US Attorney Mark Quinlivan stressed that a slew of Ninth Circuit precedents had consistently held that all marijuana is within the government’s powers of regulation under the interstate commerce clause. In rebuttal, Barnett argued that all of the precedents either involved plainly economic activity or preceded the Supreme Court’s Morrison decision.

Barnett also took note of the Ninth Circuit’s recent McCoy ruling, in which it held that personal possession of child pornography was beyond the scope of Congress’ powers to regulate interstate commerce. “Your case is really a McCoy case, right?” asked Justice Paez – a pregnant question that delighted medical cannabis supporters.

No decision is expected until after the OCBC/WAMM appeal is decided, hopefully sometime in the next 5 or 6 months.

Ninth Circuit Hears OCBC/WAMM Appeal

San Francisco, Sept. 17, 2003: The 9th Circuit Court of Appeals heard arguments on a key constitutional challenge by the Oakland Cannabis Buyers’ Cooperative and Wo/Men’s Alliance for Medical Marijuana against the federal government’s efforts to suppress medical marijuana.

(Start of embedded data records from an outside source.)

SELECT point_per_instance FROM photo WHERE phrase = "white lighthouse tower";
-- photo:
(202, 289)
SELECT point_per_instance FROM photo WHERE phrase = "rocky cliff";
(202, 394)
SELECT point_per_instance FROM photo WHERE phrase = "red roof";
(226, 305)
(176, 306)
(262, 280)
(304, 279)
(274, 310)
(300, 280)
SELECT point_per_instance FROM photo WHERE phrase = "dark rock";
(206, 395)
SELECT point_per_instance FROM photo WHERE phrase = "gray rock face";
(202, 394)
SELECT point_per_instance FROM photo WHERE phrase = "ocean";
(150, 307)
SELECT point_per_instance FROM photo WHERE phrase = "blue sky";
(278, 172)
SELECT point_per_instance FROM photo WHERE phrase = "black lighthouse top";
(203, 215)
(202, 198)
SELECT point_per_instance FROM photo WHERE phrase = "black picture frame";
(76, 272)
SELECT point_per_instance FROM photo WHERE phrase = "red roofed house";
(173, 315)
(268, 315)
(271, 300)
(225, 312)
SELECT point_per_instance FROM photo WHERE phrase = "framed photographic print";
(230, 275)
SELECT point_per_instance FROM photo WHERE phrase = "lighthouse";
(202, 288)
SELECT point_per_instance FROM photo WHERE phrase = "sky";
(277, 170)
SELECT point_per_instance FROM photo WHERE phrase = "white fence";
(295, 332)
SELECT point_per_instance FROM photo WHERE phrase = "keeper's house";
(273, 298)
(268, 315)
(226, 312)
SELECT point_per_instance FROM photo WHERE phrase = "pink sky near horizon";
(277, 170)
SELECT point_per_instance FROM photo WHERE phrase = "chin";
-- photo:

Attorney Randy Barnett argued that the federal government was exceeding its constitutional powers under the interstate commerce clause. Much discussion was spent on the precedent of Wickard v. Filburn, which authorized the federal government to regulate intra-state commerce, provided the activity involved was a “relevant class” affecting interstate commerce. Barnett argued that the “relevant class” here was different than in preceding cases involving general sales and distribution of marijuana, since it involved medical marijuana users. The Justices sharply questioned this line of argument, Justice Schroeder asking why homegrown marijuana was different from homegrown wheat (the issue in Wickard v Filburn), and Justice Silverman noting that the Congress specifically addressed the class of medical use by putting marijuana in Schedule I.

Attorney Gerald Uelmen addressed the issue of patients’ fundamental right to relief from pain and suffering, asking “If a dying cancer patient gets relief, what interest does the federal government have in stopping him.”

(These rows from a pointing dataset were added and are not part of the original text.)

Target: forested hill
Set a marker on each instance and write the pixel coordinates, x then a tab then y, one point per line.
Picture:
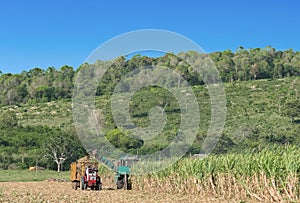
263	107
38	85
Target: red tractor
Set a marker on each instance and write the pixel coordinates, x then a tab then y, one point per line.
84	174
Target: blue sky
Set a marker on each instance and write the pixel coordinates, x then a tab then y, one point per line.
54	33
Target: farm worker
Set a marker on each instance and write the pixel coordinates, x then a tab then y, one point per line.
87	172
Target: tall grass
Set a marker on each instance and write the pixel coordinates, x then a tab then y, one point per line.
269	174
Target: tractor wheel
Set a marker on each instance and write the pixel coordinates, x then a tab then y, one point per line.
98	187
129	184
74	185
82	183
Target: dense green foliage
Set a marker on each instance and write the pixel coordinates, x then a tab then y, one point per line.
51	84
262	89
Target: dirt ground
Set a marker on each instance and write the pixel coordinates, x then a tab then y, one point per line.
62	192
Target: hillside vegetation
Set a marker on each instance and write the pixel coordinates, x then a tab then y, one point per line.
262	90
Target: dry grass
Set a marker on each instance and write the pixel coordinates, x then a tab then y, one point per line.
62	192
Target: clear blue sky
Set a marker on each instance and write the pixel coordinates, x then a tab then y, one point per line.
45	33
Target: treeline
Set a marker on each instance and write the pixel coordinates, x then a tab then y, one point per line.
38	85
49	147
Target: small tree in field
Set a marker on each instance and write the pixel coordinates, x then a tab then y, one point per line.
59	149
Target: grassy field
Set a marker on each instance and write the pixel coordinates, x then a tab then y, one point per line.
262	175
32	192
25	175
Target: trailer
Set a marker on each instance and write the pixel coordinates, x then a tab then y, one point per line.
84	174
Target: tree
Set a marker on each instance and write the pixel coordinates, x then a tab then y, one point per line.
59	148
8	119
124	142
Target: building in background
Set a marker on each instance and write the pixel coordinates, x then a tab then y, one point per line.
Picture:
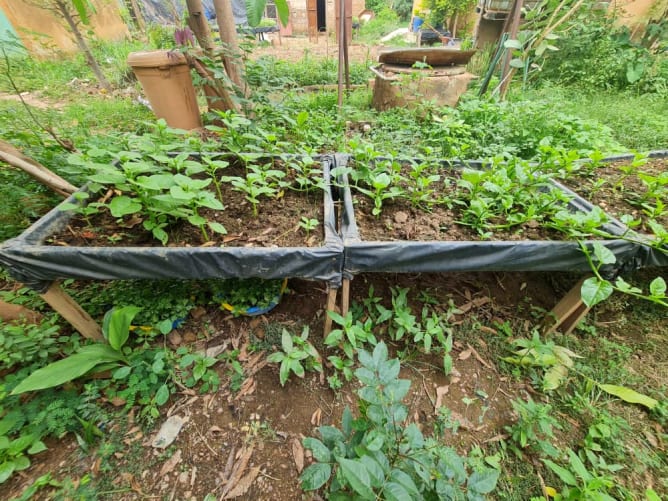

“We did that one,” joked Justice Reinhardt, referring to the panel’s previous decision in the OCBC case, which was overturned by the Supreme Court. He went on to note that the 9th Circuit had supported the right to relief from pain in suffering in an assisted suicide case, which was likewise overturned by the Supreme Court. “You want us to try again?,” Reinhardt joked.

Regarding Congress’ authority to regulate drugs, Justice Silverman asked the poignant question, ‘Does Congress have the right to be wrong about this? That’s what bothers me.”

On the government’s side, attorney Mark Quinlivan stressed that the Controlled Substances Act was a lawful exercise of Congress’ authority. “Could Congress put insulin in Schedule One?” asked Justice Silverman. Yes, said Quinlivan, but it would be subject to regulatory protocols regarding petitions for rescheduling.

Justice Reinhardt sharply questioned Quinlivan’s assertion that the court had no right to look at the class of medical marijuana users, but could only consider the class of all marijuana commerce as defined by Congress in the CSA. “Here you have a carefully regulated category,” said Reihardt, “What’s wrong with looking at it?” Quinlivan objected that states had no authority to define categories in federal law. “Well, states are winning more these days,” said Reinhardt. Quinlivan went on to try to link WAMM to “commercial activity” by saying it accepted monetary contributions and sold some goods at its website. Reinhardt skeptically noted that everything involves money. Reinhardt bore in on the crucial question of whether there was a fundamental right to relief from pain and suffering. Quinlivan evaded the question by saying that this issue didn’t apply, since there was “no relevant class.”

The Ninth Circuit is expected to make its decision known in its own good time (the last OCBC decision took 6 months). In the meantime, another panel is expected to hear a related appeal by Angel Raich and Diane Monson, involving the right to possess and cultivate for personal medical use, exclusive of any distribution.